WORLD soccer body FIFA has banned a senior Qatari official from running in elections for a seat on its new-look council over an investigation.
Scandal-plagued FIFA’s ethics committee last month recommended a two-and-a-half-year ban from the game for Saoud Al-Mohannadi, vice president of the Qatar Football Association, for refusing to cooperate with an inquiry.
FIFA has not revealed the subject of the inquiry, but it is not connected with the 2022 World Cup, which Qatar will host.
Mohannadi denies any wrongdoing and had been cleared to stand in the Asian Football Confederation (AFC) elections in Goa, India, today before the AFC announced that he’d been ruled out.
“FIFA has advised the Asian Football Confederation (AFC) that, based on the report of the Investigatory Chamber of the FIFA Ethics Committee, it has decided Mr.
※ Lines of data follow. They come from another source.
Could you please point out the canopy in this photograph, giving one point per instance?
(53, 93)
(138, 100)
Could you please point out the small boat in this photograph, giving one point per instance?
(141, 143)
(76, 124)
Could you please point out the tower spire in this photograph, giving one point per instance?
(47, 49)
Saoud Al-Mohannadi (Qatar) is not eligible to stand in the elections for the FIFA Council,” the AFC said in a statement late Sunday.
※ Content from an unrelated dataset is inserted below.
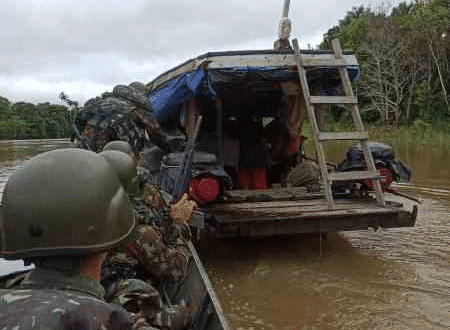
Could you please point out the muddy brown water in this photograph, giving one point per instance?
(391, 279)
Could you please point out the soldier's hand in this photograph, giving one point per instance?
(183, 209)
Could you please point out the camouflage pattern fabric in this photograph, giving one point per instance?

Six candidates from Asia, including China and North Korea, will vie at the AFC extraordinary congress in Goa for three seats on FIFA’s council, which was set up under anti-corruption reforms earlier this year.
FIFA’s all-powerful executive committee, which had become the epicenter of corruption at the organization, was rebranded as a FIFA council at the body’s congress in Mexico earlier this year.
It was created to operate in a similar way to a company’s board of directors as part of plans to make the organization more transparent, including in the awarding of host countries for World Cups, following a string of corruption scandals.
Three male candidates — Zhang Jian of China, Iran’s Ali Kafashian Naeni and Zainudin Nordin of Singapore — will compete for two of the seats in today’s vote, which will be attended by FIFA President Gianni Infantino.